Interview pour Vol Libre Magazine: le rythme de vol (7/10)

Roland

Parle-nous des rythmes et des phases de vol.

Jean-Marc

Les conditions thermiques durant une manche évoluent tout le long de la journée (ombres, nuages, ensoleillement…) et diffèrent du terrain que l’on survole (plaines, plateaux, relief, forêts…); ajoute un peloton et des échappés, et tu comprendras que des changements de rythme deviennent une évidence. L’important est de pouvoir détecter et s’adapter rapidement aux différents rythmes du Groupe pendant la course. Calmer son ardeur et bien se positionner dans la grappe plutôt que partir tête baissée devant tout le monde « I’m the king of the World… » (euphorie éphémère) en se rebaptisant « lièvre »! Je généralise certainement un peu mais seul les très, très bon pilotes peuvent se permettre ces escapades. A contrario, adapter un rythme de vol trop lent, être trop sur la défensive fait qu’un retard s’accumule à chaque transition, avec le risque de perdre de vue le rythme de la course. Ce retard permet rarement de rattraper le groupe de tête, sauf parfois en vol de plaine ou plus fréquemment en conditions « merdiques » ou les derniers sont les premiers!

Outre les variations pendant une manche on peut cependant différencier deux grands types de rythmes: celui de la plaine et celui de la montagne. L’un plutôt sur la recherche de hauteur pour voler loin tout en cheminant au nuage (plus fin, plus féminin) et l’autre plutôt sur le gain à prendre pour rejoindre telle ou telle crête au second barreau (pour les hommes!). Les phases de montée et de transition découlent finalement du type de rythme à aborder.

Denis

En coupe du monde, le niveau des pilotes est très homogène, nous savons nous adapter au rythme de la masse d’air; prudence et vol de groupe dès que c’est dur, voire même parfois savoir attendre des pilotes afin de nous donner plus de chance pour réussir le parcours. Faire demi tour est une qualité rare chez les pilotes de compétition et pourtant… La difficulté réside essentiellement dans la capacité à anticiper les rythmes de la masse d’air grâce à la lecture du ciel et du relief, et bien sûr de savoir adapter sa tactique et sa technique de pilotage. Là ou il y a le plus de temps à perdre ou à gagner c’est dans les changements de rythme; les neurones doivent mouliner à l’avance et se tenir prêt. Pour ça il faut mettre à profit les phases de vol en mode « automatique » pour observer, analyser, et prendre une décision bien avant d’être confronté a la situation future. Pendant la montée en thermique par exemple, on doit être capable de se décentrer (l’esprit) sur la suite des évènements; le pilotage, le replacement doivent devenir un réflexe.

Maxime

En matière de rythme, il est relativement facile de rester au plafond sous un cumulus et de se laisser dériver avec lui. Il n’est pas beaucoup plus difficile de se mettre debout sur son accélérateur sur des kilomètres de crêtes. Ce qui me paraît le plus dur au cours des manches, c’est bien de savoir déterminer les moments-clé, les points d’inflexion, les instants au cours desquels il faut adapter son rythme de vol, ralentir ou accélérer, monter ou avancer, seul ou en groupe. Et ce qui est encore plus difficile pour moi c’est, une fois l’analyse faite, d’avoir la lucidité, le calme et l’intelligence nécessaire pour tirer le frein à main au bon moment.

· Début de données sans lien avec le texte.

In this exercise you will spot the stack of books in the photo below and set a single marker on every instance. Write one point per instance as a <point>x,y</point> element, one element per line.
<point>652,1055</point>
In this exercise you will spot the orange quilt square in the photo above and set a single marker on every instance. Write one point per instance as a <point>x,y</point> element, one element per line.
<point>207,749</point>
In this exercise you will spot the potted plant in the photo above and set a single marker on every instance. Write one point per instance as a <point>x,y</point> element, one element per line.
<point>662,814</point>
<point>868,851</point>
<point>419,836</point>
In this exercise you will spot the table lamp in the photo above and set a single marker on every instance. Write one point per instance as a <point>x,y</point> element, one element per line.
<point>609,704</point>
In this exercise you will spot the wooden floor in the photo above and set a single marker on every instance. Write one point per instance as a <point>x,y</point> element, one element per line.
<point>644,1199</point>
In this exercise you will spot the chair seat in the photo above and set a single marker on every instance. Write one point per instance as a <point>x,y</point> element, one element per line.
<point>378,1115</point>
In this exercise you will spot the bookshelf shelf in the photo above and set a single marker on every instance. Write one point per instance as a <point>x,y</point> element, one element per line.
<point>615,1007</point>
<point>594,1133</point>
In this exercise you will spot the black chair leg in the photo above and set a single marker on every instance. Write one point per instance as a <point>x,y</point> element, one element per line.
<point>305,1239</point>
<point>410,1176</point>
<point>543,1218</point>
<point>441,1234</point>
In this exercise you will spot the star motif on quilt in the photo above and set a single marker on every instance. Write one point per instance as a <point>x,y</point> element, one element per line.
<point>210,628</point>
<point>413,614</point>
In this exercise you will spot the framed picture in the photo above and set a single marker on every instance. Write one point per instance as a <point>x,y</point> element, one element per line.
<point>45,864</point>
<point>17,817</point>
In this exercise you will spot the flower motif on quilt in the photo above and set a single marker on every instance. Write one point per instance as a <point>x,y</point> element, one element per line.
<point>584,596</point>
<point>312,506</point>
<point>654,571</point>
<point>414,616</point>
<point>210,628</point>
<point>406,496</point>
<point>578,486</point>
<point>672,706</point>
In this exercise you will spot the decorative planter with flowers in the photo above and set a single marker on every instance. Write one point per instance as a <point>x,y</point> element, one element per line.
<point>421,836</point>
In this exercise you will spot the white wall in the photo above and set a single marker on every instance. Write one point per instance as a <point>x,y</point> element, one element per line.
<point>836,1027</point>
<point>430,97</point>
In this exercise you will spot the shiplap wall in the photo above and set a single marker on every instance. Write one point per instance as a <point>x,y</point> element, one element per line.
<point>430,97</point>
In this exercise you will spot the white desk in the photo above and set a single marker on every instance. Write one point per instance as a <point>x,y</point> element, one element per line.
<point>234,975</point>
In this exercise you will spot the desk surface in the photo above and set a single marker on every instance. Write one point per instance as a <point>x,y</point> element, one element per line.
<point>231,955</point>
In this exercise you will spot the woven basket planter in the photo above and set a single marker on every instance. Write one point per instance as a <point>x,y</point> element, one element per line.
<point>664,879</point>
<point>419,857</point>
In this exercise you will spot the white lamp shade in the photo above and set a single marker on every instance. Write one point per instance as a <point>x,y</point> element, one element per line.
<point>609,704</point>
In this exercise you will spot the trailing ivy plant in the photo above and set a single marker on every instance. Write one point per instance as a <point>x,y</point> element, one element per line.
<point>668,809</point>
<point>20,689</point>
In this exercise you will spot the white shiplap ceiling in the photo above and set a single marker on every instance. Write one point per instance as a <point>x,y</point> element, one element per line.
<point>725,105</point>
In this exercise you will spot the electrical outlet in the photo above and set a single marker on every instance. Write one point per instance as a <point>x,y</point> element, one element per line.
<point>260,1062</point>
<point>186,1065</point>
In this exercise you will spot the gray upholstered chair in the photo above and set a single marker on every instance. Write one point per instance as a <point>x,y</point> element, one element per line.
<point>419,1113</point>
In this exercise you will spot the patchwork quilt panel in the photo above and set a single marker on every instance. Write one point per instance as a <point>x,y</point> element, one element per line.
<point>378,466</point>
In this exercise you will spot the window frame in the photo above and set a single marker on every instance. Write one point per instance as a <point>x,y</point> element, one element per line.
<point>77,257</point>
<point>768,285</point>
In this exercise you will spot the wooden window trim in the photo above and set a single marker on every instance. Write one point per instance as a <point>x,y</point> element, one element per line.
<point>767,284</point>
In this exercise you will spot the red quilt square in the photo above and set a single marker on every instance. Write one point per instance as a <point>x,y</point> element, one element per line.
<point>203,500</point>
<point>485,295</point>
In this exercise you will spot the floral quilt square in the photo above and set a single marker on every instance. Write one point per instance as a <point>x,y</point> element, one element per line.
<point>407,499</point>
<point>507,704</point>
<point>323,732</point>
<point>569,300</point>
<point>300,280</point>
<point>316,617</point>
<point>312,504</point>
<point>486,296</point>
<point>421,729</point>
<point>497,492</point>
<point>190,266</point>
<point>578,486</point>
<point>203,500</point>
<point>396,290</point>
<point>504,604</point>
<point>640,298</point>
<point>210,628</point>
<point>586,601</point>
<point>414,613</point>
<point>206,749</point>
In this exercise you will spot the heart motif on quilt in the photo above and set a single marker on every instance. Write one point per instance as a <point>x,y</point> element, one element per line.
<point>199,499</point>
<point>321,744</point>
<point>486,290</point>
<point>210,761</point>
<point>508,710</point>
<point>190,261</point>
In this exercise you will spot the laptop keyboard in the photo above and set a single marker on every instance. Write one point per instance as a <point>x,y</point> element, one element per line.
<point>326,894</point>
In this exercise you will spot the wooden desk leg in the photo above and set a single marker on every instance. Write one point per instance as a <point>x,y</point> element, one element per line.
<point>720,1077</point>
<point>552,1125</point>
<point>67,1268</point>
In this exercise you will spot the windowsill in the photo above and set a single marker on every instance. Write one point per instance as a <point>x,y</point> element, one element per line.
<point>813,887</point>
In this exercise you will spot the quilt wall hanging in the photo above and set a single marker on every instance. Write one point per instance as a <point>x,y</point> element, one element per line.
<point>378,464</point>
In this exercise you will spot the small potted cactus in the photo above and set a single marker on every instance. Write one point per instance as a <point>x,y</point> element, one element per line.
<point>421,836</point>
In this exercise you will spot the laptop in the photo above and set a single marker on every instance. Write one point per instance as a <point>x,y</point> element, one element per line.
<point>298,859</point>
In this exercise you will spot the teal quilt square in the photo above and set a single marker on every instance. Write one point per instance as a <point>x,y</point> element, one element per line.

En termes de phases de vol, je distinguerais le start, le corps de la manche et la rentrée au but. La première et la dernière phases se font à des rythmes très différents mais sont des périodes de calcul intense, bien que nos instruments nous assistent de plus en plus pour cela. Le corps de la manche est quant à lui moins calculé, plus ressenti, fait de thermiques et de transitions donc de choix entre ces possibilités. Au-delà du choix classique thermique/transition j’ai l’impression que l’alternative cheminement/temporisation est plus judicieuse à considérer pour construire son vol, surtout avec les performances incroyables de nos machines.